Bare in mind that this was the late 90s/early 00s, and mum hadn't had a paid job since about 1980. I think she applied for a few things, had one interview, that she didn't get. But it was all very much under duress.
But by then, dad's work situation started to improve, his mental health got better, and mum having a job was literally never mentioned again.

As it happened, a couple of years after that, she inherited the management of an indoor market, so would visit it once a week to collect the rents. She enjoyed that, because it was on HER terms.

All that being said, I think it's considered the norm that once kids are settled into school, that mum goes off and finds a job of some sort. But DH needs to understand that you can't work AND do all the other household tasks as well.

Mischance · 07/04/2024 10:22

I am sure that you will find it satisfying to be in some part time work once you feel happy to start.

It is unfortunate that your OH does not want you to increase your prospects of interesting work by getting some further education.

He needs you to be clear with him - if you return to work then there will need to be changes at home. Either he will have to pick up some of the jobs at home that you are currently doing, or you will need to pay someone else to do them. The alternative is that you, like many other working mothers, will be meeting yourself coming back trying to fit everything in.
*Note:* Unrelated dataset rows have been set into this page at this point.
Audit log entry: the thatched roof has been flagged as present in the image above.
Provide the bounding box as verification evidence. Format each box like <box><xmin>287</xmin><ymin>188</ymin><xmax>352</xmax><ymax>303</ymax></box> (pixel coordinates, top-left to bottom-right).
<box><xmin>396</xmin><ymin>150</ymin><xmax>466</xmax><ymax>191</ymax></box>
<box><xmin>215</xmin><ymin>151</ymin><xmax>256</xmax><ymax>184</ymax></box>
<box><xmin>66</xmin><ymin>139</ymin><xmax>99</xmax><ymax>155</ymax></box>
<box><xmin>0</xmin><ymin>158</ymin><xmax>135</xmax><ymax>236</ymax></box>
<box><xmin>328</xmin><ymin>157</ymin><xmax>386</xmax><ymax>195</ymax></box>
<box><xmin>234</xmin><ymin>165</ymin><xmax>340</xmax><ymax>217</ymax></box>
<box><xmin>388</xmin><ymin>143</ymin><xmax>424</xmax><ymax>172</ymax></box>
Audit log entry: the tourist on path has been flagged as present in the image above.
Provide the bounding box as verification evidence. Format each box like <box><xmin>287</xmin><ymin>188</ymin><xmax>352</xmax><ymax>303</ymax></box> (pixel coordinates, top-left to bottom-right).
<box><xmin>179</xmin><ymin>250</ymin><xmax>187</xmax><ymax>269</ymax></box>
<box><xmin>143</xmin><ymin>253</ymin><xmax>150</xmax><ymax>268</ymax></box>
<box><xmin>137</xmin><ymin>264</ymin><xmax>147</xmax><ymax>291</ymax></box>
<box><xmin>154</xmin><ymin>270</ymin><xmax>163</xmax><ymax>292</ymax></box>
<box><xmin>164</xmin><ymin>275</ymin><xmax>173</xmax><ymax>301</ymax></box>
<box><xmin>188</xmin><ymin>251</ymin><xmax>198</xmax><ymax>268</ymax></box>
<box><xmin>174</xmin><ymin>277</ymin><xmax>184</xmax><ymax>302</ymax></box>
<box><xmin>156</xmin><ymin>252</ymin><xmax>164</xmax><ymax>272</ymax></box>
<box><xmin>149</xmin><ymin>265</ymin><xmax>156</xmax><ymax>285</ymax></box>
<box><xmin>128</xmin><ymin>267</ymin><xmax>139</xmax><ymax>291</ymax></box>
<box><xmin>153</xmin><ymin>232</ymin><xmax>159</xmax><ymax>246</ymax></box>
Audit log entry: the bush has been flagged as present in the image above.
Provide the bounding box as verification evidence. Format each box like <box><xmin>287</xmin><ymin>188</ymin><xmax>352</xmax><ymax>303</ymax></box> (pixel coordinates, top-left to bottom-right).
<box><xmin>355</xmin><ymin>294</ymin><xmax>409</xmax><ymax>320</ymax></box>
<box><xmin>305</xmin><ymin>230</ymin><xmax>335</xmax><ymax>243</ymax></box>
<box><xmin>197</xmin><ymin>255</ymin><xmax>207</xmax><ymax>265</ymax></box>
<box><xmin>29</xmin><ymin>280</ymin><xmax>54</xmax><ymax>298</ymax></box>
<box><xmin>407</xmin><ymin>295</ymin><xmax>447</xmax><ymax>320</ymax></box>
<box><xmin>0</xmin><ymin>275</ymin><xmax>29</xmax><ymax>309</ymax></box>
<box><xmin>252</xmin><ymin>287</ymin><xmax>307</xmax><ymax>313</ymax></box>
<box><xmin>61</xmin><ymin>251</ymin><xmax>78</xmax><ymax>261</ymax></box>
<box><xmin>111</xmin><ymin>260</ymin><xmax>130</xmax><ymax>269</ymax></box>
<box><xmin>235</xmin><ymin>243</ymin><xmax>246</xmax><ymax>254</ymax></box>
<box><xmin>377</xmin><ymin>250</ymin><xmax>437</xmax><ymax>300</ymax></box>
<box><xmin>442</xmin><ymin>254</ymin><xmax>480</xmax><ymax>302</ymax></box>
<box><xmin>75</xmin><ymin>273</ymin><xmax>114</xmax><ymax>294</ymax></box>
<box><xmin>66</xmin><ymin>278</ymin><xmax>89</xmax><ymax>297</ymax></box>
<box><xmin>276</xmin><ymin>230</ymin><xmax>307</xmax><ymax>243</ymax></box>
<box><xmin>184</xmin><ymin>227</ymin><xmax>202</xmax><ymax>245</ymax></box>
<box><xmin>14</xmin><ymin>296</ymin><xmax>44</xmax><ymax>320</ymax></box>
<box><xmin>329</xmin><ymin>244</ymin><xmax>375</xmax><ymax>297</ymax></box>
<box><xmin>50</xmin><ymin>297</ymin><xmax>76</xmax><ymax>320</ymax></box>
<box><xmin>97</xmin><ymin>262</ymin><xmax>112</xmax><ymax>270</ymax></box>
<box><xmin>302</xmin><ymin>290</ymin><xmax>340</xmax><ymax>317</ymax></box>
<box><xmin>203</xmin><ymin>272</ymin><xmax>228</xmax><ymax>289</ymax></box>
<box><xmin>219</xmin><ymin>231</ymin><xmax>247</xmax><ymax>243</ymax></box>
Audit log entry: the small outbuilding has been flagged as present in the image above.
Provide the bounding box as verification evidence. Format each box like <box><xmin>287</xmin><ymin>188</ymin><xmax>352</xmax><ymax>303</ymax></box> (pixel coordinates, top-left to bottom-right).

He needs to grasp that things will change and a great deal of what he has taken for granted up till now will not be so easy - and probably for minimal financial gain if you take the sort of jobs that he is proposing.
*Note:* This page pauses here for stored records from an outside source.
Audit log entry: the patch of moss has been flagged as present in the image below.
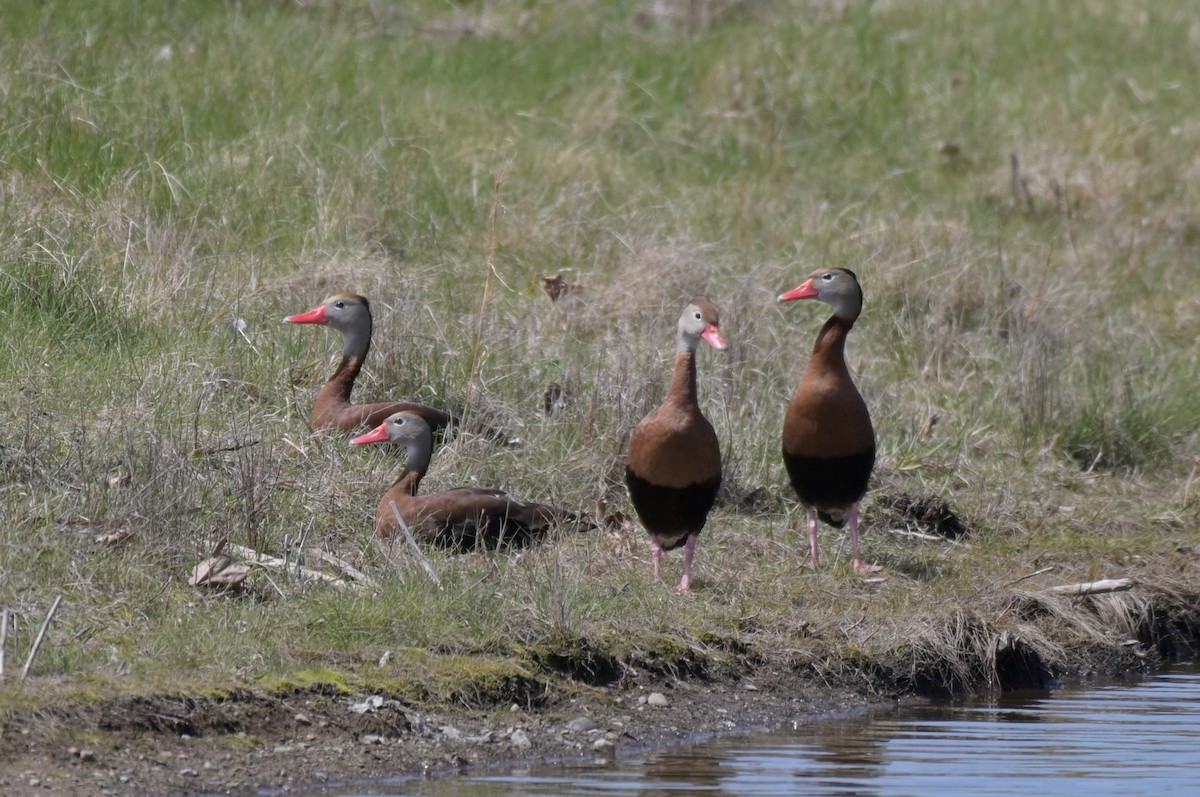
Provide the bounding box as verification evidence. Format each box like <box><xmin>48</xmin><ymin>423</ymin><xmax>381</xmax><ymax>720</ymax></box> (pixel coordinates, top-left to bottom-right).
<box><xmin>517</xmin><ymin>637</ymin><xmax>622</xmax><ymax>686</ymax></box>
<box><xmin>425</xmin><ymin>654</ymin><xmax>546</xmax><ymax>709</ymax></box>
<box><xmin>255</xmin><ymin>668</ymin><xmax>352</xmax><ymax>697</ymax></box>
<box><xmin>0</xmin><ymin>675</ymin><xmax>141</xmax><ymax>713</ymax></box>
<box><xmin>619</xmin><ymin>632</ymin><xmax>709</xmax><ymax>680</ymax></box>
<box><xmin>344</xmin><ymin>647</ymin><xmax>549</xmax><ymax>710</ymax></box>
<box><xmin>44</xmin><ymin>684</ymin><xmax>118</xmax><ymax>707</ymax></box>
<box><xmin>193</xmin><ymin>686</ymin><xmax>236</xmax><ymax>701</ymax></box>
<box><xmin>696</xmin><ymin>631</ymin><xmax>757</xmax><ymax>658</ymax></box>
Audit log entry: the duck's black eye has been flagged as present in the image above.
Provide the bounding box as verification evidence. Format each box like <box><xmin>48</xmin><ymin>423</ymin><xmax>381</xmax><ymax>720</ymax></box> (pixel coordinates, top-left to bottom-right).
<box><xmin>821</xmin><ymin>273</ymin><xmax>834</xmax><ymax>281</ymax></box>
<box><xmin>334</xmin><ymin>300</ymin><xmax>345</xmax><ymax>308</ymax></box>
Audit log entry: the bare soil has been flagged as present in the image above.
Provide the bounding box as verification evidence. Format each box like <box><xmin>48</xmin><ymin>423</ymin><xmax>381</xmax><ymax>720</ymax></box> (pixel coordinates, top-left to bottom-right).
<box><xmin>0</xmin><ymin>667</ymin><xmax>877</xmax><ymax>796</ymax></box>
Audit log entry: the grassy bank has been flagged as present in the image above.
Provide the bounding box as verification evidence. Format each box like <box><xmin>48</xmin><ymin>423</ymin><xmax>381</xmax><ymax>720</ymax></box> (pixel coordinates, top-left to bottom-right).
<box><xmin>1</xmin><ymin>0</ymin><xmax>1198</xmax><ymax>737</ymax></box>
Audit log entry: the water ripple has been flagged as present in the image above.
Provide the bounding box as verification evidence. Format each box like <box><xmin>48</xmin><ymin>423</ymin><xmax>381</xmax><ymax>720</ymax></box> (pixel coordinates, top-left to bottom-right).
<box><xmin>366</xmin><ymin>662</ymin><xmax>1200</xmax><ymax>797</ymax></box>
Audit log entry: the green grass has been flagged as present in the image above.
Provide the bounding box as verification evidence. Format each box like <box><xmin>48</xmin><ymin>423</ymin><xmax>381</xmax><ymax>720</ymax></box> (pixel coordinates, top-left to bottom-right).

When it comes down to it you need to do some planning for your future - how do you see yourself in 10 years time? What would you like to be doing then? If you can clarify these things in your mind, then you will have concrete plans to put in front of him.
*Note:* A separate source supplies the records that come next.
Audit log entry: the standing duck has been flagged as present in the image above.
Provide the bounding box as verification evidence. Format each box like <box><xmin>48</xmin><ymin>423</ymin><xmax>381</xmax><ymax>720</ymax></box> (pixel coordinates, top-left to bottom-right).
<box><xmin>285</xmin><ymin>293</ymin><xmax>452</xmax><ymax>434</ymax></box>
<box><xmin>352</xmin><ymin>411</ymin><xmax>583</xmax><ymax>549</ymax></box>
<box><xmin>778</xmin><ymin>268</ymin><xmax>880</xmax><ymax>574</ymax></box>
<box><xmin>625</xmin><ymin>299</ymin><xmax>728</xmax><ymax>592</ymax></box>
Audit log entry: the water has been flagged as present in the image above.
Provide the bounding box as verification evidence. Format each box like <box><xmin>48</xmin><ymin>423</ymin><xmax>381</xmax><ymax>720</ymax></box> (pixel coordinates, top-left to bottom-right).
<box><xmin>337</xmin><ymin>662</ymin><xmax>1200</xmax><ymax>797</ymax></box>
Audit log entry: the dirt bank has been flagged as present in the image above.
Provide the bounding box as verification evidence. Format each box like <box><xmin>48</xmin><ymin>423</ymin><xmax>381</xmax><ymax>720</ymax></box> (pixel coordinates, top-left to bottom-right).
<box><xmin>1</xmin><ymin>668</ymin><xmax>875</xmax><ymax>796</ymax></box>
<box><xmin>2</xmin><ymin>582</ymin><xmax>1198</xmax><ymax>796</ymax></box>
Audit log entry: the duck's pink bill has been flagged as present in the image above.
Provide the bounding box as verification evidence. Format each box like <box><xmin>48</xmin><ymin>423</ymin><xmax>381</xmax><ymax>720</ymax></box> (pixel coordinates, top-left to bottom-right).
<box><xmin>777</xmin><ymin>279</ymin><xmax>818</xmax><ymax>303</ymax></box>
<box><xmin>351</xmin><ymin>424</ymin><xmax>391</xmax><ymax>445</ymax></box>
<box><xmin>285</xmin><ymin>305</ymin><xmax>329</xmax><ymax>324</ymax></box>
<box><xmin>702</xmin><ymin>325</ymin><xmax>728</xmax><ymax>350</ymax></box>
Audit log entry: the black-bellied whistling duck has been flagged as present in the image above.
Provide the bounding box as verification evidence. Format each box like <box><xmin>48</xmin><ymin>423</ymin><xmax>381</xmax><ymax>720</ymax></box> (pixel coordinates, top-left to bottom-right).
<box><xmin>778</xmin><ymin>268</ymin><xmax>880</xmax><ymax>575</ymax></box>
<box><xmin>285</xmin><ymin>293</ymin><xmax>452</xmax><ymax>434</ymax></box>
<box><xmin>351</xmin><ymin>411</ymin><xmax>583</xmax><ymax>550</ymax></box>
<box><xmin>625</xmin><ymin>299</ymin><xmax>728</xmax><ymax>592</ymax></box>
I do have sympathy with anyone (male or female) who is working long hours and feeling stressed.

KoolKookaburra · 07/04/2024 10:22

Aposterhasnoname · 07/04/2024 10:13

I think you’ll find it’s the OP that’s turning her nose up and perfectly good, low stress jobs because she’ll have to wear a uniform (the horror)

Yeah it's this.

Thetraitor · 07/04/2024 10:23

Candleabra · 07/04/2024 09:38

Ah another man who is happy for the woman to quit work and stay at home to bring up the children and support his career dreams for years, then are amazed she can’t immediately walk into a 70k job which has no impact on his life or home workload.

Where does it say he says this? He actually encourages lower paid roles

Spendysis · 07/04/2024 10:24

If you have no money for luxuries and holidays etc and are looking to move to a house you need to get a job to contribute financially
your dh is suggesting low stress jobs that you seem to think is beneath you because of wearing a uniform.